Sie haben sie damals auf Anhieb als lebendige Ideen auffassen können, und so sind sie Ihnen auch entgegengebracht worden?
Da habe ich jetzt etwas idealisiert (lacht). So spannend diese Überwindung des Gegensatzes von Kapitalismus und Sozialismus ist, habe ich mich doch zunächst über die Neigung lustig gemacht, alles in drei teilen zu wollen. Als Gegensatz entwickelte ich 5-, 7-, und 12-Gliederungen und fand die erst mal genauso evident. Je mehr ich aber den Menschen und die Gesellschaft untersuchte, desto mehr fiel es mir wie Schuppen von den Augen. Ich glaube, die Dreigliederung versteht man sowieso völlig falsch, wenn man sie nominalistisch versteht, dann wird es eine Dreiteilung. Die Dreigliederung muss man auf einer anderen Ebene verstehen. Sie ist etwas zutiefst Lebendiges, etwas Systemisches. Es ist da nicht an eine Gliederung im Sinne einer Teilung gedacht, sondern daran, wie lebendige Prozesse aus verschiedenen Quellen hervorgehen und in verschiedenen Bereichen ihrer Eigen-Gesetzmäßigkeit nach je eigene Formen bilden können.
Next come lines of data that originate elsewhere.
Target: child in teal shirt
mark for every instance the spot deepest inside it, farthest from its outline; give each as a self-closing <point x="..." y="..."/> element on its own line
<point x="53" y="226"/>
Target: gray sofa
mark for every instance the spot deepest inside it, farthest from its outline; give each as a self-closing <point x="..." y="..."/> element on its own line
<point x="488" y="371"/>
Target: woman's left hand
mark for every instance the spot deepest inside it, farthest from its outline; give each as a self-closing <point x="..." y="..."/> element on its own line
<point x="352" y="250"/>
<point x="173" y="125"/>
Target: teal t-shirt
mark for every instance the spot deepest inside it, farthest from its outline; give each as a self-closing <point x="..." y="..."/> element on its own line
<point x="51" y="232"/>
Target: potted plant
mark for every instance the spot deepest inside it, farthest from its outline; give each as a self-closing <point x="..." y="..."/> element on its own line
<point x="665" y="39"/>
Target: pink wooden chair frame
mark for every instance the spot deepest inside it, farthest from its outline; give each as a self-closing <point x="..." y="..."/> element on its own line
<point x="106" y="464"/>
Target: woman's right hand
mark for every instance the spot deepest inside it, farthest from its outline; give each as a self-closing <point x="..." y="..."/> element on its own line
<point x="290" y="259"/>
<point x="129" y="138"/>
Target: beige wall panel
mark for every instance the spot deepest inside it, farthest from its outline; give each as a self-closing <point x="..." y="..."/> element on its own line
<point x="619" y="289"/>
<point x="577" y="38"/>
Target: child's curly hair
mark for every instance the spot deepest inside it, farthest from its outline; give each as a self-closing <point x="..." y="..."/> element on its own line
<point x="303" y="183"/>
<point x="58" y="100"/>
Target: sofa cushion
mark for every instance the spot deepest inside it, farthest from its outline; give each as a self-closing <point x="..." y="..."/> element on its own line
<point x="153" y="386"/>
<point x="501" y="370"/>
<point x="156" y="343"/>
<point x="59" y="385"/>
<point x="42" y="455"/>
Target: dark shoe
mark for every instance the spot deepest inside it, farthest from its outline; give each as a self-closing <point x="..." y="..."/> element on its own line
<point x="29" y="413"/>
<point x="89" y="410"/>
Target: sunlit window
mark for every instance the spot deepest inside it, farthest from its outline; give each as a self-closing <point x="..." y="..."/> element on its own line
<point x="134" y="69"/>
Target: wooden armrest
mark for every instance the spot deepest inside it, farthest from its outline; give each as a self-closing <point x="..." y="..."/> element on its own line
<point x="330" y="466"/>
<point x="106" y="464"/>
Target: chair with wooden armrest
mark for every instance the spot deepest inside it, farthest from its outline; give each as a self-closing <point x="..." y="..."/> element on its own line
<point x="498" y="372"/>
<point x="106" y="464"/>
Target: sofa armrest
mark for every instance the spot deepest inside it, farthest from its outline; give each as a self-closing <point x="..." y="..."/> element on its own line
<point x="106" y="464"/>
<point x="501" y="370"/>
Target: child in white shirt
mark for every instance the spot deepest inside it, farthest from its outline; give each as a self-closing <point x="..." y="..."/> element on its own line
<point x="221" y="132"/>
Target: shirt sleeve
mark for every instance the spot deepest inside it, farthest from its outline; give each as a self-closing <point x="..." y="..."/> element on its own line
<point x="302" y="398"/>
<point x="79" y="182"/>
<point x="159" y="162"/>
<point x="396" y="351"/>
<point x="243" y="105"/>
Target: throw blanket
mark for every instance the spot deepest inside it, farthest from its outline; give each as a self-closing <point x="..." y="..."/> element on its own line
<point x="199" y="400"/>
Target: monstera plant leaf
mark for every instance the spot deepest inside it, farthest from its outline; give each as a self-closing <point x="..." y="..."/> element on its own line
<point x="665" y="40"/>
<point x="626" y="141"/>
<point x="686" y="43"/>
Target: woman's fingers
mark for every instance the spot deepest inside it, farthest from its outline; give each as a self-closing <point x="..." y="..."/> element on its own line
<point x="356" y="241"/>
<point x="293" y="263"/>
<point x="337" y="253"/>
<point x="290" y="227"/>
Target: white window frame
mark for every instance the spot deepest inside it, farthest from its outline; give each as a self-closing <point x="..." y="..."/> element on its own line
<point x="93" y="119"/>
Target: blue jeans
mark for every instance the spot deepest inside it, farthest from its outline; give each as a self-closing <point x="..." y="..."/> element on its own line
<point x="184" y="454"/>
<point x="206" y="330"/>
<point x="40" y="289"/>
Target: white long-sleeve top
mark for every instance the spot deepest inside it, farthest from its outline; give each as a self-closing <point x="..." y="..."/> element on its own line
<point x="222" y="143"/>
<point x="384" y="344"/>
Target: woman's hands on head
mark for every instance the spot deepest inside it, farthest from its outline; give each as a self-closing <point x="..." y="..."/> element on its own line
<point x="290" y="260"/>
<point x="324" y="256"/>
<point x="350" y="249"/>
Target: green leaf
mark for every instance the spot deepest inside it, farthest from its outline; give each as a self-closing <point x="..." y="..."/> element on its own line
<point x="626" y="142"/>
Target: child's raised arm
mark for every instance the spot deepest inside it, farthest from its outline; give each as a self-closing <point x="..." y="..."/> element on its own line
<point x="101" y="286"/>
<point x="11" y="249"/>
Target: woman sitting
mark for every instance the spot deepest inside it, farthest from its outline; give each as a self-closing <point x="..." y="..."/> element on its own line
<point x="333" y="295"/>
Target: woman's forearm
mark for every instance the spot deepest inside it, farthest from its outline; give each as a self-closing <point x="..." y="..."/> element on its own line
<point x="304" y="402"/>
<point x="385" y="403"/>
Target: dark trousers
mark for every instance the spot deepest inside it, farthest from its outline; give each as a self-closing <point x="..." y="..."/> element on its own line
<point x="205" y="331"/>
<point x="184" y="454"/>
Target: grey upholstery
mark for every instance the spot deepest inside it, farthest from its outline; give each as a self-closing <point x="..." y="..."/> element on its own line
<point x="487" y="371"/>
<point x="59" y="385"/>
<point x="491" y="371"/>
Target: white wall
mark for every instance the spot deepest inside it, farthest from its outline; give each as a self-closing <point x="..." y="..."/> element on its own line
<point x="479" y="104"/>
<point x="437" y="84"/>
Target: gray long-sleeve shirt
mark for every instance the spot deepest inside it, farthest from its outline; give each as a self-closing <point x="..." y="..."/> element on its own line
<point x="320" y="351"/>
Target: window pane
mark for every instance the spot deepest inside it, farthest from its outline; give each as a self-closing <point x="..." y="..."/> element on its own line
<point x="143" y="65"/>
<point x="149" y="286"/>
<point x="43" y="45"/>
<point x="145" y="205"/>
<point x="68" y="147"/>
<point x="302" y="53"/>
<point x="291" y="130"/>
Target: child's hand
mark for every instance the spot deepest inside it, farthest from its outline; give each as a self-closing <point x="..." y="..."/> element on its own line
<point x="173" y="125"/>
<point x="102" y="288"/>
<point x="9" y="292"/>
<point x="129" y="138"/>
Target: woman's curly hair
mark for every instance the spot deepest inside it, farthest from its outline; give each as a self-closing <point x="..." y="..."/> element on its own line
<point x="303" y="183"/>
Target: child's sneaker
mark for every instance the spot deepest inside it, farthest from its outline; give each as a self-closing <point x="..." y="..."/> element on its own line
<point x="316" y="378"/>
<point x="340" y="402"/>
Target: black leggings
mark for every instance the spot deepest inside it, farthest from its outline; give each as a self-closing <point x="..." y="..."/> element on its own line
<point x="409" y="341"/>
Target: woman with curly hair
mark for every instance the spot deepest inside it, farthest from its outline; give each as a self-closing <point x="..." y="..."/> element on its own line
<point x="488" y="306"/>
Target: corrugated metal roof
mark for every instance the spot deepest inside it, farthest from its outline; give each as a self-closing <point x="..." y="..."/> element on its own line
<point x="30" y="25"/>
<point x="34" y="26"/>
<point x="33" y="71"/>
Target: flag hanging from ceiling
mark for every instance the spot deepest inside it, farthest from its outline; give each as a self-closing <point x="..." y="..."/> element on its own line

Der Ansatz, wie man Sozialismus und Kapitalismus zusammenbekommt, liegt darin, dass sie in verschiedene Bereiche gehören. Wie ist das genau?
Das war eine wirklich epochale Tat von Rudolf Steiner, der ja bis dahin eher als philosophischer Kopf, geistiger Lehrer und Vortragsredner bekannt war. Dieser Mann widmete sich gegen Ende des Ersten Weltkrieges plötzlich ganz der Heilung des sozialen und politischen Lebens, weil sonst die Menschheit auf einen Abgrund zusteuere. Das erste Mal formulierte Rudolf Steiner die Idee der sozialen Dreigliederung 1917. Warum? 1917 traten die USA in den Ersten Weltkrieg ein und Präsident Wilson verkündete seine 14 Punkte. Damit begann ihr Aufstieg zur Weltmacht – und die Idee, dass die ganze Welt nach ihrem westlichen System und unter ihrer Führung gut und erfolgreich werden sollte. 1917, im gleichen Jahr, kam Lenin nach Russland. Nach Oktoberrevolution und Sieg der Bolschewisten folgte der Aufbau des Sozialismus – ebenfalls mit globalem Anspruch. Die Welt riss in zwei Teile. Mit der Zeit wurde der Graben zwischen Ost und West immer tiefer. Sie entwickelten sich auseinander. Der Kapitalismus glaubt: Wenn jeder nur seinem Eigennutzen folgt, entsteht das größtmögliche Glück für alle. Der Sozialismus dagegen schafft jedes Privatinteresse und -eigentum ab. Er sieht gerade hier den Keim des Bösen. Alles wird zentral, staatlich von oben geplant. Die zwei menschlichen Grundpole, Freiheit und Sozialorientierung, beide berechtigt, wurden zu Gegensätzen erklärt und auseinandergerissen. Das zerriss den Menschen, die Gesellschaft, die Geschichte. Der Mensch ist eben nicht frei oder sozial, er ist beides, ein freies und soziales Wesen. Ohne andere Menschen, die sich um uns kümmern, für uns sorgen, könnten wir überhaupt nicht leben. Auch ohne Freiheit können wir nicht leben, denn dann verlieren wir unser Menschentum. Wie also kann Gesellschaft sich so entwickeln, dass nicht entweder das eine oder das andere Platz hat, sondern dass beides sich in Korrespondenz miteinander entwickeln kann?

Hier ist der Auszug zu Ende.